次代を担う人材と情報リテラシー向上策のあり方に関する提言

II.経営改革と情報リテラシー向上


  1. 経営改革に向けた情報化の意義
  2. わが国企業は、激しい環境変化と世界的な大競争時代の中で、競争上の優位を確保するため、コスト削減と付加価値創造を目指して俊敏で、活力ある企業づくりに取り組んでいる。とくに、企業と市場、顧客や取引先との間の距離の短縮、ならびに管理間接部門等の革新(業務の簡素化、効率化、迅速化)などが急務となっている。その鍵を握るのは、研究開発、製造工程から販売、アフターサービスまでの一連の事業プロセスの迅速化、ならびに、管理間接部門、営業部門、ソフトウェア開発部門等の生産性向上である。これまで競争の矢面に立ってきた生産部門では、懸命の合理化努力によりコスト削減や効率化が進んでいるが、それを取引先を含めた効率化・迅速化や顧客へのサービス向上、販売拡大等につなげていくことが求められている。管理間接部門、営業部門等においても、業務の抜本改革と能力向上等により、業務の効率化と付加価値の拡大、すなわち生産性向上を図らなければならない。

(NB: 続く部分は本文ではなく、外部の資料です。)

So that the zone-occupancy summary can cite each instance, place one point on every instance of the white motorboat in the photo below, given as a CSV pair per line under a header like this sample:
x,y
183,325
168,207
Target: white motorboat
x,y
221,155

    そのためには、人事・報酬制度の見直しも必要であるが、同時に、

    1. コミュニケーション・スタイル(社内や社外との迅速・確実・双方向のコミュニケーション等)、
    2. マネジメント・スタイル(素早い意思決定、即時処理・即時伝達、迅速な実務展開、正しい情報の把握、情報の管理等)、
    3. ワーク・スタイル(直行直帰、在宅勤務、サテライトオフィス勤務、時間・距離・組織を越えた情報の検索と活用等)、
    を革新することが重要である。そうした革新の手段の一つとして、いつでもどこでもすぐに、必要な情報を使え、指示を出せ、報告を受けられる、シームレスな情報ネットワークを整備し、活用することが不可欠となっている。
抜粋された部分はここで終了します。